From the beginning these new men gathered around Senator Kern, who was not only the oldest man among them, but the best known nationally. Day by day groups gathered in his offices, and without in any sense claiming it he found himself in the position of counselor of the militant progressives—the exponents of the new deal. His forty years of active participation in the hard-fought political battles of the doubtful state of Indiana gave assurance of a safe leadership; and his very name was a symbol of the policy these new men proclaimed.

The fight came in the election of the caucus leader, whose power to name the committee on committees made him in a large sense the determining factor in deciding the general tone of the Democratic side of the senate. Senator Martin of Virginia, who had been the leader and expected to retain the leadership, was generally looked upon as an ultra conservative, and at that very hour a fight was being made against him along progressive lines in the Old Dominion. A man of pleasing personality and unfailing courtesy, the decision to contest his re-election was not predicated upon personal dislike, but upon the fact that he at the time symbolized the old regime, which the new men proposed to pull down.
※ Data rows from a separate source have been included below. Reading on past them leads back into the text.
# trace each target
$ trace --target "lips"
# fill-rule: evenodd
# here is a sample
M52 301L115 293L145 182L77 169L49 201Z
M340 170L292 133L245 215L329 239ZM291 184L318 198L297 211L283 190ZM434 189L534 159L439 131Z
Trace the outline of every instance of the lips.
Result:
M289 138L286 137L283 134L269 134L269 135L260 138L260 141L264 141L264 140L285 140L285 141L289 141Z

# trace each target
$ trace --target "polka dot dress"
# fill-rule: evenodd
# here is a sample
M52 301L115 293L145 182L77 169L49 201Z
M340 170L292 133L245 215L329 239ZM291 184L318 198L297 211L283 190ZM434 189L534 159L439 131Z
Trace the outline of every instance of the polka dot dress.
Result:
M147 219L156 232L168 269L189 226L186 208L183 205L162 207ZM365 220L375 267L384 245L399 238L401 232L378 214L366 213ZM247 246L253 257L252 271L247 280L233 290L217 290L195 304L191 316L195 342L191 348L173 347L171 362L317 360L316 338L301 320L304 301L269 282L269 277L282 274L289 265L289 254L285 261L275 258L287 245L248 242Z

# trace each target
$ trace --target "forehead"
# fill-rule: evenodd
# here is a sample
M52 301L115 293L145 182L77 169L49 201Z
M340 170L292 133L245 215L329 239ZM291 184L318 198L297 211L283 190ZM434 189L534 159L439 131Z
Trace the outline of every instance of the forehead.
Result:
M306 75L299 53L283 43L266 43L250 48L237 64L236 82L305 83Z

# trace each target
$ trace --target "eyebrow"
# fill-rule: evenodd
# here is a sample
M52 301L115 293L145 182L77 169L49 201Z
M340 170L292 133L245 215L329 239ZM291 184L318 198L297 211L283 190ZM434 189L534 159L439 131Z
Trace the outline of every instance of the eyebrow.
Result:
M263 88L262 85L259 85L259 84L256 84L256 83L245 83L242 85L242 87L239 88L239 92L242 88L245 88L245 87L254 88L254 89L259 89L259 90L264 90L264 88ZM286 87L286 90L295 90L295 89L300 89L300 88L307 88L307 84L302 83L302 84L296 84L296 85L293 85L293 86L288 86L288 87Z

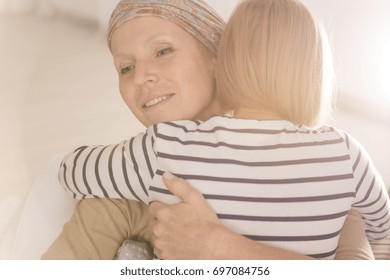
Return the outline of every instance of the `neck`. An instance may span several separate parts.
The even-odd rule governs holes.
[[[234,112],[234,117],[240,119],[255,119],[255,120],[281,120],[282,116],[272,110],[258,110],[251,108],[239,108]]]

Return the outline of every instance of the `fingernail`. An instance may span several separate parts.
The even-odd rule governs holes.
[[[173,176],[173,174],[171,172],[168,172],[168,171],[164,172],[163,177],[165,179],[167,179],[168,181],[173,180],[173,178],[175,178],[175,176]]]

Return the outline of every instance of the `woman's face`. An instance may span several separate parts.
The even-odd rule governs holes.
[[[135,18],[111,40],[122,98],[145,126],[219,114],[215,57],[178,25]]]

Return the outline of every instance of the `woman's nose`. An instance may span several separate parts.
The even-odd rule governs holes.
[[[152,85],[158,81],[157,71],[152,63],[137,63],[133,80],[137,87]]]

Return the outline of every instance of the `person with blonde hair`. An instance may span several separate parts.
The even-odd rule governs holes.
[[[235,15],[239,14],[243,5],[239,5]],[[161,36],[152,28],[147,28],[165,26],[165,30],[170,30],[164,22],[166,19],[158,18],[160,13],[150,16],[149,10],[142,8],[137,12],[142,16],[122,22],[114,31],[111,41],[114,62],[120,79],[123,79],[120,80],[121,93],[135,114],[156,104],[164,105],[163,102],[176,100],[176,92],[169,91],[172,87],[167,86],[169,79],[159,75],[170,70],[168,66],[177,61],[176,52],[180,54],[183,51],[165,42],[168,34]],[[138,32],[141,30],[143,32]],[[127,33],[134,36],[128,39],[126,45],[123,38]],[[273,38],[273,33],[268,33],[268,36]],[[146,47],[143,44],[138,47],[137,43],[140,42],[145,42]],[[163,47],[156,48],[158,51],[155,52],[154,47],[148,47],[150,42]],[[266,77],[269,75],[267,71],[264,74]],[[148,78],[141,83],[140,77]],[[247,78],[249,80],[251,77]],[[161,96],[153,99],[142,97],[142,94],[155,93],[151,88],[157,83],[163,86],[163,95],[160,93]],[[247,84],[251,83],[252,80],[249,80]],[[142,93],[140,100],[134,103],[132,98],[138,98],[138,92],[134,91],[135,88],[127,91],[133,84]],[[277,80],[271,82],[271,88],[276,84]],[[254,84],[253,88],[256,87]],[[219,92],[222,98],[226,96],[233,102],[233,95],[225,95],[223,88]],[[132,96],[131,93],[137,94]],[[247,100],[247,97],[242,98]],[[60,181],[76,199],[109,197],[137,199],[146,204],[154,201],[177,203],[179,200],[167,191],[162,180],[164,172],[171,171],[187,179],[203,193],[219,221],[227,228],[266,244],[267,249],[275,245],[310,257],[333,258],[345,217],[351,205],[357,202],[353,197],[360,197],[366,191],[367,183],[364,182],[359,192],[355,193],[355,174],[344,138],[346,134],[329,127],[315,130],[303,126],[306,123],[296,125],[295,120],[290,121],[283,110],[279,111],[276,101],[272,99],[272,102],[267,100],[262,103],[269,105],[269,108],[255,107],[251,102],[242,101],[234,108],[233,117],[214,116],[204,122],[164,122],[154,124],[146,133],[117,145],[81,147],[64,159]],[[143,113],[139,116],[143,117]],[[157,115],[149,116],[153,117],[151,124],[158,119],[155,118]],[[311,121],[314,123],[314,119]],[[350,143],[352,148],[356,148],[352,138]],[[325,150],[322,150],[324,147]],[[309,151],[310,157],[302,155],[302,151]],[[351,155],[355,156],[353,153]],[[367,157],[363,156],[361,164],[366,160]],[[312,172],[305,172],[312,165],[315,165]],[[358,167],[356,175],[361,175],[360,164]],[[371,165],[369,167],[370,172],[374,170]],[[281,175],[283,178],[280,178]],[[377,183],[372,195],[364,198],[365,202],[371,202],[383,187],[380,177],[371,173],[370,176],[377,178]],[[338,192],[340,185],[347,187]],[[379,200],[388,203],[382,196]],[[334,201],[341,201],[336,211],[333,207],[324,207]],[[373,203],[372,207],[376,206]],[[383,210],[385,216],[388,215],[386,211]],[[159,215],[156,218],[154,227],[158,226]],[[291,227],[286,228],[286,222]],[[370,225],[374,231],[379,227],[376,222]],[[160,244],[159,236],[154,233],[155,245]],[[381,238],[382,235],[385,233],[375,232],[370,237]],[[156,247],[159,257],[185,258],[165,254],[162,248]],[[227,252],[225,258],[234,258],[235,253]],[[269,251],[263,250],[261,253],[265,258]],[[289,258],[292,256],[297,257],[294,253],[288,255]],[[205,258],[212,257],[210,254]]]

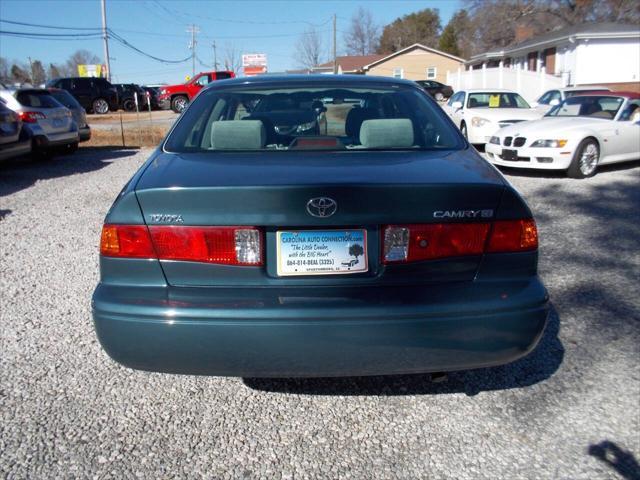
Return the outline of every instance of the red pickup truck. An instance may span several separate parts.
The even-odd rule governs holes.
[[[216,80],[233,77],[235,77],[235,74],[229,71],[201,72],[187,83],[160,87],[158,92],[158,105],[163,110],[171,109],[176,113],[182,113],[182,111],[187,108],[187,105],[189,105],[191,99],[202,90],[202,87]]]

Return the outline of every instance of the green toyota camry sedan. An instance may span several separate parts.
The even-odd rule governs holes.
[[[117,362],[247,377],[511,362],[545,328],[531,211],[415,83],[215,82],[106,216]]]

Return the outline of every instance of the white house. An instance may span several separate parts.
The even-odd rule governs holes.
[[[542,72],[561,78],[562,86],[597,84],[640,91],[640,26],[574,25],[475,55],[465,65],[469,70]]]

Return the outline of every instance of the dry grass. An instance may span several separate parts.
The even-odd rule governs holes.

For this purpose Senator Kern presented to the caucus, in opposition, the name of Senator Shively. The vote was a revelation to the “gray beards.” Notwithstanding the vigorous fight made in behalf of the Virginia senator, the peculiar sense of senatorial courtesy, the personal pleas that his defeat would be used unfairly against him in his fight in the primaries of the state, the accessions to the new senators from the old were so numerous that Martin’s majority was not at all gratifying.